Guest post. Translated from the French by Tim Gupwell

“I can’t see any time soon when…the pressure will be off” replied David Cameron, the British Prime-Minister, in an interview with The Daily Telegraph. He continued, “this is a period for all countries, not just in Europe but I think you will see it in America too, where we have to deal with our deficits and we have to have sustainable debts”. In conclusion, his austerity policies are likely to continue beyond 2020, as the situation is “a lot tougher than the forecasters were expecting”. Georges Osborne, the Chancellor of the Exchequer, has already extended to 2017 the austerity plan of 2010, which was initially intended to last five years.

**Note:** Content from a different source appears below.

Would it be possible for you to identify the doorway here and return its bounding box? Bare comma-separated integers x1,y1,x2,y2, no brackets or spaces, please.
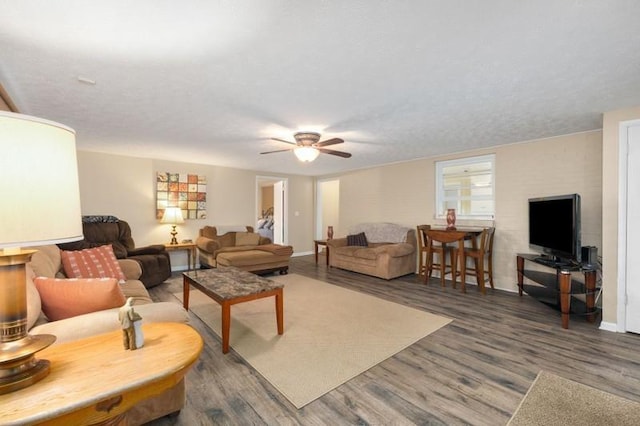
315,179,340,240
254,176,289,244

The prolongation of the schedule which is taking shape is now being referred to, in veiled terms, within the Eurozone, a good example being Jérôme Cahuzac, the French Budget Minister, when he announced that “ I’m afraid that reducing the debt may take a little longer” in reply to a journalist who was talking of one, two or three years.

In its annual report, the IMF has just outlined a road map for the Eurozone, advocating – when it actually makes any concrete proposals – measures which focus on pooling the debt, an issue which radically divides politicians. The continuing crisis, it now says, is raising questions about the viability of the monetary union because “its root causes remain unaddressed” and “the adverse links between sovereigns, banks, and the real economy are stronger than ever”.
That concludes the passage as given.